Dosing and Administration

Evenity® is a subcutaneous injection that should be administered by a healthcare professional. The recommended dose for Evenity is 210 mg every month for a total of 12 doses. Patients are encouraged to take supplemental calcium and Vitamin D while on treatment.

Common Side Effects

The most common side effects of Evenity® include joint pain and headache.

Forteo (teriparatide)

Description

Forteo® is a recombinant form of parathyroid hormone, which helps to regulate calcium at the bone. It also stimulates formation of new bone while preventing reducing bone turnover. It is FDA approved for the treatment of postmenopausal women with osteoporosis at high risk for fracture, for the treatment of men and women with osteoporosis associated with sustained systemic glucocorticoid therapy at high risk for fracture, as well as to increase  bone mass in men with primary or hypogonadal osteoporosis at high risk for fracture. In all situations, patients must have failed or be intolerant to other available osteoporosis therapy prior to starting Forteo.

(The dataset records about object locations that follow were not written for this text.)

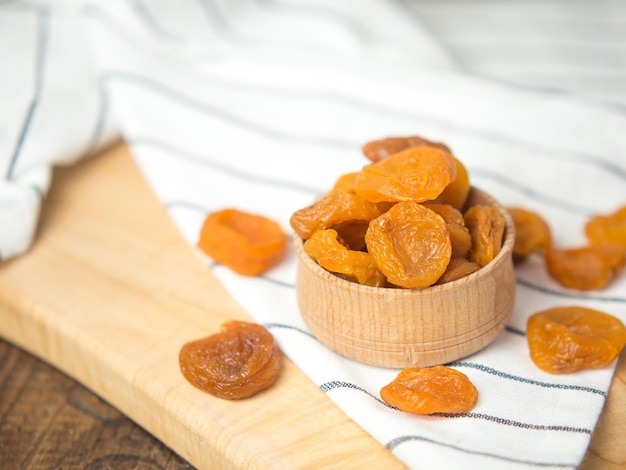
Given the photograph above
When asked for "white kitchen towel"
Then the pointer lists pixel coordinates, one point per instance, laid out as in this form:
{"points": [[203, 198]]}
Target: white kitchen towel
{"points": [[261, 104]]}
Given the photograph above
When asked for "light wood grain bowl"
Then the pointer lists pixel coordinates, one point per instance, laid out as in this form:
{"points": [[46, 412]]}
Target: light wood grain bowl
{"points": [[400, 328]]}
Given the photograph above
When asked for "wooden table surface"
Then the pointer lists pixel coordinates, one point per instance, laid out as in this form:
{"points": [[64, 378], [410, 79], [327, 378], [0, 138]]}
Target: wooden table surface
{"points": [[49, 420]]}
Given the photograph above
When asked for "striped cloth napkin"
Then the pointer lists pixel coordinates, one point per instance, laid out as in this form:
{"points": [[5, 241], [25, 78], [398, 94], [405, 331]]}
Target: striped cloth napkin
{"points": [[261, 104]]}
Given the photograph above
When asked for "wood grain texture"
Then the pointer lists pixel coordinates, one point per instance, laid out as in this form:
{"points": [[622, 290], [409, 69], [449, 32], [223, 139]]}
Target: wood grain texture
{"points": [[108, 294], [48, 420]]}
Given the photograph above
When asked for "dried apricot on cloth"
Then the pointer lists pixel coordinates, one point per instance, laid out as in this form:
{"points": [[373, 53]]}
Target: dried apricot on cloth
{"points": [[586, 268], [568, 339], [334, 208], [380, 149], [417, 174], [486, 225], [438, 389], [410, 244], [608, 229], [249, 244], [237, 362], [325, 248], [532, 233]]}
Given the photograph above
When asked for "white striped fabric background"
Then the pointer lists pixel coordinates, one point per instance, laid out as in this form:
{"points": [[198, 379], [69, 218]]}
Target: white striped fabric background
{"points": [[261, 104]]}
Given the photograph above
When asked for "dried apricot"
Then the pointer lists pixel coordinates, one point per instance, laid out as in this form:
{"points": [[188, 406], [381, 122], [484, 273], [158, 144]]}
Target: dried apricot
{"points": [[417, 174], [249, 244], [325, 248], [460, 237], [486, 226], [608, 229], [237, 362], [332, 209], [410, 244], [456, 193], [532, 233], [568, 339], [438, 389], [586, 268], [457, 268], [345, 183], [380, 149]]}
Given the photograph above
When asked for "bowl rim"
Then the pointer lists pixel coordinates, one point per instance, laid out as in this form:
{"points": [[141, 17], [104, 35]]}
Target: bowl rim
{"points": [[505, 251]]}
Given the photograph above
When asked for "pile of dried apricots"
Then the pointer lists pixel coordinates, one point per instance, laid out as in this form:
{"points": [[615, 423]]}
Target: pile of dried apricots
{"points": [[401, 222]]}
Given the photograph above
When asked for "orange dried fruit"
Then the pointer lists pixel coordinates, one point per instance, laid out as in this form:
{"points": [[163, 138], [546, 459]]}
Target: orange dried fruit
{"points": [[249, 244], [457, 268], [456, 193], [608, 229], [486, 226], [237, 362], [460, 237], [532, 233], [417, 174], [410, 244], [569, 339], [325, 248], [380, 149], [332, 209], [438, 389], [586, 268]]}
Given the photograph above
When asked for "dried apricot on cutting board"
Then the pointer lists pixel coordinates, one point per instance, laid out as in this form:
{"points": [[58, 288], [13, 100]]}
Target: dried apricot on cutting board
{"points": [[417, 174], [249, 244], [569, 339], [532, 233], [325, 248], [586, 268], [608, 229], [237, 362], [332, 209], [410, 244], [438, 389]]}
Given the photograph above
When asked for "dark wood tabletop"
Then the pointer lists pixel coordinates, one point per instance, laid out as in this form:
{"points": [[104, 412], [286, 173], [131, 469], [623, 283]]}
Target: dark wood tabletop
{"points": [[49, 421]]}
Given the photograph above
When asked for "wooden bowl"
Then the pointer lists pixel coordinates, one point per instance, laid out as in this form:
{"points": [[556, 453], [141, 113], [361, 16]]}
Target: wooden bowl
{"points": [[392, 327]]}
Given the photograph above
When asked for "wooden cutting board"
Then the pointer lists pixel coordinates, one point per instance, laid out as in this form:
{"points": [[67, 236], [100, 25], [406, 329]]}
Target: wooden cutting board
{"points": [[109, 293]]}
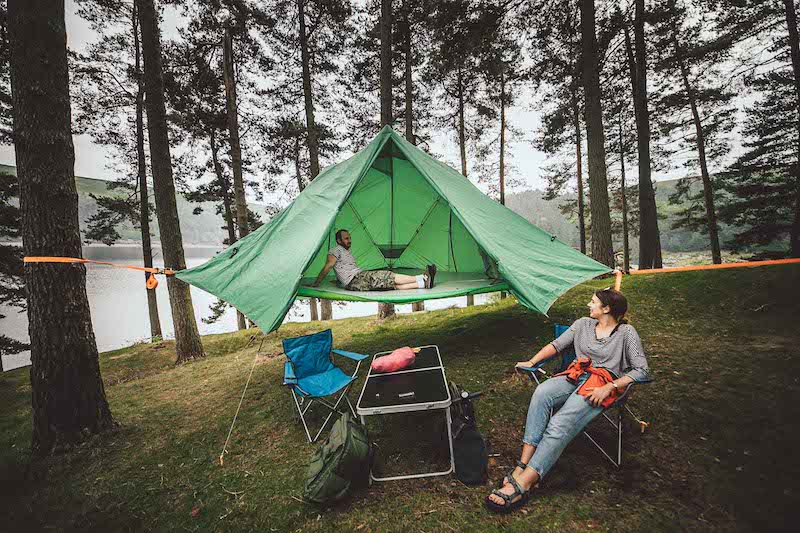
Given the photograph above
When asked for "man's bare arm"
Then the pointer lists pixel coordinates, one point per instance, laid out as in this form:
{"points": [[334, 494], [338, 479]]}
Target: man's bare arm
{"points": [[329, 262]]}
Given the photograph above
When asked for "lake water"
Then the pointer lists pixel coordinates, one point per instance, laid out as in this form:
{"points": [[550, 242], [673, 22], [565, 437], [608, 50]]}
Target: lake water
{"points": [[118, 302]]}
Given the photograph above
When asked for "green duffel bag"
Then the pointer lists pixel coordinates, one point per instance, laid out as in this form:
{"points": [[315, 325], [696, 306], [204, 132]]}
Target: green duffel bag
{"points": [[340, 463]]}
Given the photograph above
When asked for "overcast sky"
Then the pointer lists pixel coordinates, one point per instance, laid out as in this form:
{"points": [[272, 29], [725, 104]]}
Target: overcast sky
{"points": [[91, 160]]}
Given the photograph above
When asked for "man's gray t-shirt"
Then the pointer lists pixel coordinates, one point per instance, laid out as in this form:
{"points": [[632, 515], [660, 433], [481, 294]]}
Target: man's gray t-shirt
{"points": [[345, 266], [621, 353]]}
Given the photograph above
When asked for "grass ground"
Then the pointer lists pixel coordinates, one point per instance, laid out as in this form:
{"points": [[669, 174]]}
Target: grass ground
{"points": [[719, 454]]}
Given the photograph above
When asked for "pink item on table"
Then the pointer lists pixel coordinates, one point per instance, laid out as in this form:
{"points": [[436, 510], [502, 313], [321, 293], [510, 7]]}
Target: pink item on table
{"points": [[397, 360]]}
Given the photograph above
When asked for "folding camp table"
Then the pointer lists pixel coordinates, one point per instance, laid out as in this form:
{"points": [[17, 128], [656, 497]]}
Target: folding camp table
{"points": [[419, 387]]}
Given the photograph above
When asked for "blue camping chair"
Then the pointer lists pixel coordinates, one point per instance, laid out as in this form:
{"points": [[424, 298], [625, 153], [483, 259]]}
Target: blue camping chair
{"points": [[312, 377], [537, 373]]}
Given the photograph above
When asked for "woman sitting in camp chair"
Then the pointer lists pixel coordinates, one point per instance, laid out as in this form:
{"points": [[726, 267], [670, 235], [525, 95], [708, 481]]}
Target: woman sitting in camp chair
{"points": [[609, 358]]}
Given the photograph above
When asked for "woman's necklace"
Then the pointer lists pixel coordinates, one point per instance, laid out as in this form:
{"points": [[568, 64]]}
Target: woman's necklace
{"points": [[603, 333]]}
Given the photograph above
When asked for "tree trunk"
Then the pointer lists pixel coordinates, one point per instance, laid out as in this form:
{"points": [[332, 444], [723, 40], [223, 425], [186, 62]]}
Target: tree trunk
{"points": [[708, 188], [229, 75], [187, 338], [409, 113], [649, 235], [502, 145], [298, 174], [794, 46], [462, 137], [67, 395], [462, 145], [313, 140], [626, 265], [409, 83], [386, 310], [602, 249], [502, 136], [579, 171], [311, 127], [144, 200], [241, 322], [386, 62], [223, 185]]}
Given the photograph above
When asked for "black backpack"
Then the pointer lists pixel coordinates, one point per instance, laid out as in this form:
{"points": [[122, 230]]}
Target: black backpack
{"points": [[469, 445]]}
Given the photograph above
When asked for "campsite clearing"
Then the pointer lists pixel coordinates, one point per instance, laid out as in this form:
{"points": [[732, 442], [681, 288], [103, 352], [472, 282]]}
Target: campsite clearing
{"points": [[724, 348]]}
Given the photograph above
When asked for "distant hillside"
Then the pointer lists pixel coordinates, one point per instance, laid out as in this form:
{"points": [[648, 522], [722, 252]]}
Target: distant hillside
{"points": [[547, 215], [206, 228], [202, 229]]}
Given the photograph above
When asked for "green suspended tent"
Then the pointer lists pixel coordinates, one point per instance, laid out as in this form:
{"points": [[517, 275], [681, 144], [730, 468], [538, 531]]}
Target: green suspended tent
{"points": [[404, 210]]}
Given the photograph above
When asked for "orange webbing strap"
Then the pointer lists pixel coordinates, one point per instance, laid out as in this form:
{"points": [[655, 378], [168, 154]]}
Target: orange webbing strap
{"points": [[714, 267], [166, 271]]}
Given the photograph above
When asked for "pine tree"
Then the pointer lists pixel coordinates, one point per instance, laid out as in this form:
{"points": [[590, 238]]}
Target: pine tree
{"points": [[386, 310], [761, 186], [12, 288], [649, 236], [602, 249], [693, 85], [557, 75], [196, 93], [68, 398]]}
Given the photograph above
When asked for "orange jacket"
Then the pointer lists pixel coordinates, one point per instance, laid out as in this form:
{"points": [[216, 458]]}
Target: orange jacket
{"points": [[598, 378]]}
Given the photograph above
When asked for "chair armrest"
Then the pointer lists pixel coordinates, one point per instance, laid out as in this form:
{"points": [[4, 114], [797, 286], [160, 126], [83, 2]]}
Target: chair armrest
{"points": [[628, 388], [350, 355], [537, 366], [289, 377]]}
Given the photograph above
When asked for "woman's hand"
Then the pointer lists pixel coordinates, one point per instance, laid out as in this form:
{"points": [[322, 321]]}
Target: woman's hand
{"points": [[599, 394]]}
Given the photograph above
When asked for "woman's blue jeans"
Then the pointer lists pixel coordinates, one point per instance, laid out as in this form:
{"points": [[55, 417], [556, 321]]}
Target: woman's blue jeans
{"points": [[551, 434]]}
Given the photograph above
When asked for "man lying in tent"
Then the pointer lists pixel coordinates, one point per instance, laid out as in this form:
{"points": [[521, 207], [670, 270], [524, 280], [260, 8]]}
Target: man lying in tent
{"points": [[341, 259]]}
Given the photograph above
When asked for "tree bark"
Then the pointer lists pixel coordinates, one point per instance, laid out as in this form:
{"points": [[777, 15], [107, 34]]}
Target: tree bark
{"points": [[409, 113], [229, 75], [579, 171], [386, 310], [312, 139], [187, 339], [708, 188], [462, 145], [602, 249], [144, 200], [502, 144], [241, 322], [502, 135], [386, 62], [462, 137], [311, 127], [794, 46], [625, 244], [67, 394], [649, 235], [298, 174]]}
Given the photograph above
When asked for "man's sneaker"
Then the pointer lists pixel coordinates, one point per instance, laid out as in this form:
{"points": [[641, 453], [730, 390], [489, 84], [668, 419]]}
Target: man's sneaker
{"points": [[431, 271]]}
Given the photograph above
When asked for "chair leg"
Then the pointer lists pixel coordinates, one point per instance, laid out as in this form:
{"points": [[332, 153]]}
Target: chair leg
{"points": [[301, 412]]}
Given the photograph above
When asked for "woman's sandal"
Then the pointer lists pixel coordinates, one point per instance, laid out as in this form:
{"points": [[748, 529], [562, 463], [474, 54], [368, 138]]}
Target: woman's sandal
{"points": [[504, 480], [509, 506]]}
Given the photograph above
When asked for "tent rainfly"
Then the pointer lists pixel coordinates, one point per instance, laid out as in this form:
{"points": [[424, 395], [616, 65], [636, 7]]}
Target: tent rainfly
{"points": [[404, 210]]}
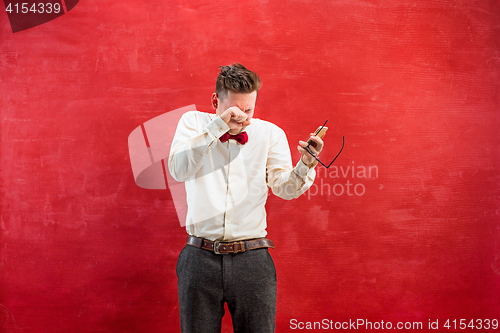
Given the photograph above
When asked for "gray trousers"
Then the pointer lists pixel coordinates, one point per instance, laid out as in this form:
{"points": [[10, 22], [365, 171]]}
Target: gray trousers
{"points": [[245, 281]]}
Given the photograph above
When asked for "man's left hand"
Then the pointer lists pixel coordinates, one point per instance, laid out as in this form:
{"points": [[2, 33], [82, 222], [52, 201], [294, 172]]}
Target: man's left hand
{"points": [[315, 147]]}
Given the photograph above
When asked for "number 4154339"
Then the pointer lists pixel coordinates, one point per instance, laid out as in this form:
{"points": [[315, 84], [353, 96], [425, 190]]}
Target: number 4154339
{"points": [[36, 8], [477, 324]]}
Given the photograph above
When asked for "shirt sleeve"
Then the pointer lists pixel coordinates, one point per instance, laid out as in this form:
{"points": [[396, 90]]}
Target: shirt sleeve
{"points": [[287, 182], [191, 143]]}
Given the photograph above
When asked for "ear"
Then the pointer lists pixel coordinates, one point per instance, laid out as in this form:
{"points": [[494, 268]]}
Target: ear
{"points": [[215, 101]]}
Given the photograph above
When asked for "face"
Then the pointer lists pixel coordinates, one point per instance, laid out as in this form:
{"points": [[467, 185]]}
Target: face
{"points": [[245, 102]]}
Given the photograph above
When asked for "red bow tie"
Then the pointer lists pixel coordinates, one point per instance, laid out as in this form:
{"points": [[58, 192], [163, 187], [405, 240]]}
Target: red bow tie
{"points": [[242, 137]]}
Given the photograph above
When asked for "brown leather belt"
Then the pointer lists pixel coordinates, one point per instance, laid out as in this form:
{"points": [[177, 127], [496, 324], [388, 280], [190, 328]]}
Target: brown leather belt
{"points": [[229, 247]]}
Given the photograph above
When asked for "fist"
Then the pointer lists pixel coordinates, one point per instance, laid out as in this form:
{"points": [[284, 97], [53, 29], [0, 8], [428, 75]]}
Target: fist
{"points": [[236, 119]]}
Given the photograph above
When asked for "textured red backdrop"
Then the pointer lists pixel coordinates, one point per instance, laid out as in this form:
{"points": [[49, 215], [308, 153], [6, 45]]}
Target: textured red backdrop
{"points": [[412, 85]]}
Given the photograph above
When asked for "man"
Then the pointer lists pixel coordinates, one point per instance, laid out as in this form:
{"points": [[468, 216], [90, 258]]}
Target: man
{"points": [[228, 161]]}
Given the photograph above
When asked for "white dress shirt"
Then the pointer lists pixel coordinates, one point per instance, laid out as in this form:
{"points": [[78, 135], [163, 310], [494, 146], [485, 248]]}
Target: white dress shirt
{"points": [[227, 183]]}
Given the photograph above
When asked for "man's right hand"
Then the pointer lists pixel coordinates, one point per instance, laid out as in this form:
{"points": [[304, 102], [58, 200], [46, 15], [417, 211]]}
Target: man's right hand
{"points": [[235, 119]]}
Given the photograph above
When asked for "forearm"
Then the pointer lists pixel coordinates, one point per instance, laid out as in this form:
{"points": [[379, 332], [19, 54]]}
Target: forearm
{"points": [[291, 184], [190, 146]]}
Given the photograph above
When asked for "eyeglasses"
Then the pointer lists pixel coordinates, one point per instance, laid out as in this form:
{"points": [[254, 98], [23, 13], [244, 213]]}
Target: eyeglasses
{"points": [[314, 155]]}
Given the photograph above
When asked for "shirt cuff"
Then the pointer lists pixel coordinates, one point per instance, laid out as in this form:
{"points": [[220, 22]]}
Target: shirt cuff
{"points": [[301, 169], [217, 127]]}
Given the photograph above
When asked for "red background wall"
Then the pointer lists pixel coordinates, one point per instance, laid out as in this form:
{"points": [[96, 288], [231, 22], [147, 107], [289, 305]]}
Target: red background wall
{"points": [[413, 86]]}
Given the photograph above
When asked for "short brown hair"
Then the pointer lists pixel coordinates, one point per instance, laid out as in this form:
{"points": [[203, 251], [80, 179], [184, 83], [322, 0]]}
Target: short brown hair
{"points": [[238, 79]]}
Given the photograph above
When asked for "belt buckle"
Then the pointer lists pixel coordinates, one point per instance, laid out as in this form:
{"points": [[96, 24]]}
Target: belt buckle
{"points": [[216, 247]]}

 Dosing and Administration

Forteo® is a subcutaneous injection which is recommended at a dose of 20 mg once daily. Patients are encouraged to take supplemental calcium and Vitamin D while on treatment. Treatment with Forteo is only recommended for up to 2 years during a patient’s lifetime.

Common Side Effects

The most common side effects of Forteo® include joint pain and nausea.

Prolia (denosumab)

Description

Prolia® is a monoclonal antibody that blocks receptor activator of nuclear factor kappa-beta ligand (RANKL). In doing so, Prolia blocks osteoclasts which break down bone. It is FDA approved for the treatment of postmenopausal women with osteoporosis at high risk for fracture, as well as to increase bone mass in men with osteoporosis at high risk for fracture, men at high risk for fracture receiving androgen deprivation therapy for nonmetastatic prostate cancer, and women at high risk for fracture receiving adjuvant aromatase inhibitor therapy for breast cancer.

Dosing and Administration

Prolia® is a subcutaneous injection that must be administered by a healthcare professional. The recommended dose for Prolia is 60 mg every six months. Patients are encouraged to take supplemental calcium and Vitamin D while on treatment.

Common Side Effects

The most common side effects of Prolia® include back pain, pain in extremities, and increases in cholesterol.

Tymlos (abaloparatide)

Description

Tymlos® is an analog form of parathyroid hormone, which helps to regulate calcium at the bone. It also stimulates formation of new bone while preventing reducing bone turnover. It is FDA approved for the treatment of postmenopausal women with osteoporosis at high risk for fracture.

Dosing and Administration

Tymlos® is a subcutaneous injection which is recommended at a dose of 80 mg once daily. Patients are encouraged to take supplemental calcium and Vitamin D while on treatment. Treatment with Tymlos is only recommended for up to 2 years during a patient’s lifetime.

Common Side Effects

The most common side effects of Tymlos® include dizziness, nausea, headache, fatigue, and abdominal pain.